Church Of St Nicholas is a Grade II* listed building in the North Yorkshire local planning authority area, England. First listed on 17 May 1960. A Medieval Church.
Church Of St Nicholas
- WRENN ID
- unlit-granite-quill
- Grade
- II*
- Local Planning Authority
- North Yorkshire
- Country
- England
- Date first listed
- 17 May 1960
- Type
- Church
- Period
- Medieval
- Source
- Historic England listing
Description
Church of St Nicholas
A church of 12th-century and 15th-century date, with 17th-century fittings and a restoration undertaken in 1895. The building is constructed in sandstone ashlar with lead roofs.
The church comprises a 3-stage west tower, a 5-bay nave with a south porch, and a 3-bay chancel. The tower employs 12th-century stone reused in its lower stages, with a plinth featuring a chamfered offset and diagonal buttresses that have many offsets to the west. The 15th-century ground-floor west window has 3 cinque-foiled lights set in a chamfered 4-centred arch. A single-light louvred south opening occupies the first floor. A string course runs below the 15th-century belfry, which has on each side a 2-light cinque-foiled louvred flat-headed chamfered opening. A weathervane crowns the roof.
The nave is 12th-century in origin. The gabled south porch has a chamfered triangular-headed doorway with a renewed lintel dated 1878 and hood mould. Inside the porch stands a 12th-century round-arched south doorway with 3 orders, the outer 2 decorated with chevron ornament, spiral capitals and shafts (one missing); an outward-opening old door with original sneck and bolts survives. The south wall features 19th-century 2-light Romanesque-style windows, one to the left of the porch and two to the right. The parapet has a 17th-century finial at each end. On the north side, a blocked 12th-century chamfered doorway with round arch, imposts and dripmould can be seen, along with a small Romanesque window.

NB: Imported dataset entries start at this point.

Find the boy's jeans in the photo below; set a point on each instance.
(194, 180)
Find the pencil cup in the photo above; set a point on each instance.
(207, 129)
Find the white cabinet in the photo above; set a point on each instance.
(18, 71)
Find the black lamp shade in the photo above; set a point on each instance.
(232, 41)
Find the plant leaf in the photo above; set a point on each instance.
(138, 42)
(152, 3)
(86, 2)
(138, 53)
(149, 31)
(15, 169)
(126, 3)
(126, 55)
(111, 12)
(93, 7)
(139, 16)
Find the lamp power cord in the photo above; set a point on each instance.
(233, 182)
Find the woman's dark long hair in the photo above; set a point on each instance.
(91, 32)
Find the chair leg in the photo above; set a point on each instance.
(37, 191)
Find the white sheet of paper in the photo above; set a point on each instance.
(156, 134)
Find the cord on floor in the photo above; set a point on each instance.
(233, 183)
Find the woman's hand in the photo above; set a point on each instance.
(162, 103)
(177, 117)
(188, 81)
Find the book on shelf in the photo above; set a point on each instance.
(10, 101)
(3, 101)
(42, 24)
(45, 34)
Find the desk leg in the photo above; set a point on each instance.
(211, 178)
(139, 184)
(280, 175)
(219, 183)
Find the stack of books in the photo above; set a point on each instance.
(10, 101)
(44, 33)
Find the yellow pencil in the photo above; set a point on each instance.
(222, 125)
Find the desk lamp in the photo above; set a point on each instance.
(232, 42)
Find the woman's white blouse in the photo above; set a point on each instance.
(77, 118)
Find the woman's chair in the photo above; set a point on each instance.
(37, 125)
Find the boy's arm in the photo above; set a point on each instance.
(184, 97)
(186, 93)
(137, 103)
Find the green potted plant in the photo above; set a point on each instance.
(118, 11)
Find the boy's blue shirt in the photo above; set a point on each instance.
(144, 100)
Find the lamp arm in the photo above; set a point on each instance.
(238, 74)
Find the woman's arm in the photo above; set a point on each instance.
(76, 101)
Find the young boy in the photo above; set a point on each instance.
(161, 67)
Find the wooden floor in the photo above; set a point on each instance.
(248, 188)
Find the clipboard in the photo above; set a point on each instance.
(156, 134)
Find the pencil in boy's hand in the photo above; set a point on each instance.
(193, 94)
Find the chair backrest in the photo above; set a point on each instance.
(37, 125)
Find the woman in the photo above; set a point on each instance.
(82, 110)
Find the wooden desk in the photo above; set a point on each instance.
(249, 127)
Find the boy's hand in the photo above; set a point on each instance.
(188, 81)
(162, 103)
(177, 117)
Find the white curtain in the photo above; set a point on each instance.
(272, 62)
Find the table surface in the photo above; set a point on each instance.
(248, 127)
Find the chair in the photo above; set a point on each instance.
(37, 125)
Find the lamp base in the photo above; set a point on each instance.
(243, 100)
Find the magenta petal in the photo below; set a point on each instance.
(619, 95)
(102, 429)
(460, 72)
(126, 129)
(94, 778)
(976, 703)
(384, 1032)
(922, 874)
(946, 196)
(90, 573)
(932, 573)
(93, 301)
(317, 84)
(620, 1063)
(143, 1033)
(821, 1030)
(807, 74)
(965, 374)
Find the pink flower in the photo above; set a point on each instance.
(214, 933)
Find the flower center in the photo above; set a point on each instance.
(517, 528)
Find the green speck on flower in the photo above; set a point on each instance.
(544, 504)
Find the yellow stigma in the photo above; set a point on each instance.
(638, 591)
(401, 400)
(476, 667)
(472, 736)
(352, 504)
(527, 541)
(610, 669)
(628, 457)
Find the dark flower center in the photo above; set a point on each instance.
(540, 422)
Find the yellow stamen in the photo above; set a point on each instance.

The 12th-century chancel has a priest's doorway matching that of the porch, but bearing an almost illegible inscription on the lintel, recorded as "1683". This doorway is flanked by flat-headed windows of 2 ogee-headed lights with trefoil cusping. The chancel parapet is plain. A 2-light east window with segmental-pointed head, renewed in the 19th century, lights the east end. A Romanesque window and a later single-light window occupy the north side.
Internally, a chamfered segmental-pointed tower arch spans between nave and tower. A wide 12th-century round chancel arch with imposts divides the nave from the chancel; to its left lies a squint-like opening. The east window and priest's doorway in the chancel have Romanesque splays. The chancel contains a trefoil ogee piscina with a new bowl and a flat roof with moulded principal beams. The nave has a 19th-century shallow king-post roof with struts to the principal purlins.
Wall monuments include one on the north wall of the chancel to Francis Goulton, died 1737, of Highthorne, executed by Taylor of York, and another to Robert Pearson MA, died 1805, Archdeacon of Cleveland, Master of Coxwold Grammar School and Minister of this parish, inscribed on a large white stone tablet in a wooden frame. On the north wall of the nave is a monument to Robert Midgley, died 1761, who served for 53 years as Master of Coxwold Grammar School and Minister of this parish; this comprises a black inscription tablet in a grey marble frame above a moulded base with panelled dado and a broken pediment containing a cartouche with coat of arms.
The fittings include a 17th-century altar rail with tapering turned balusters and knob finials flanking a central gate. Choir stalls are made up from 17th-century woodwork, possibly derived from a screen. A 17th-century pulpit features a bolection-framed panel, a tester with ogee cupola, and a 13th-century lead coffin cross mounted on the rear panel. 17th-century box pews with knob finials, partly assembled from screens with arcaded frieze, occupy the body of the church. An octagonal font with thick stem and broached base bears a 17th-century cover with 4 ogee ribs and an inscription reading "BAPTIZETVR VNVS QVISQVE VESTRVM NOMINE IESV CHRISTI. ACTA 2, 38". A royal coat of arms dated 1830 hangs above the north door, and an oak parish chest stands near the south door.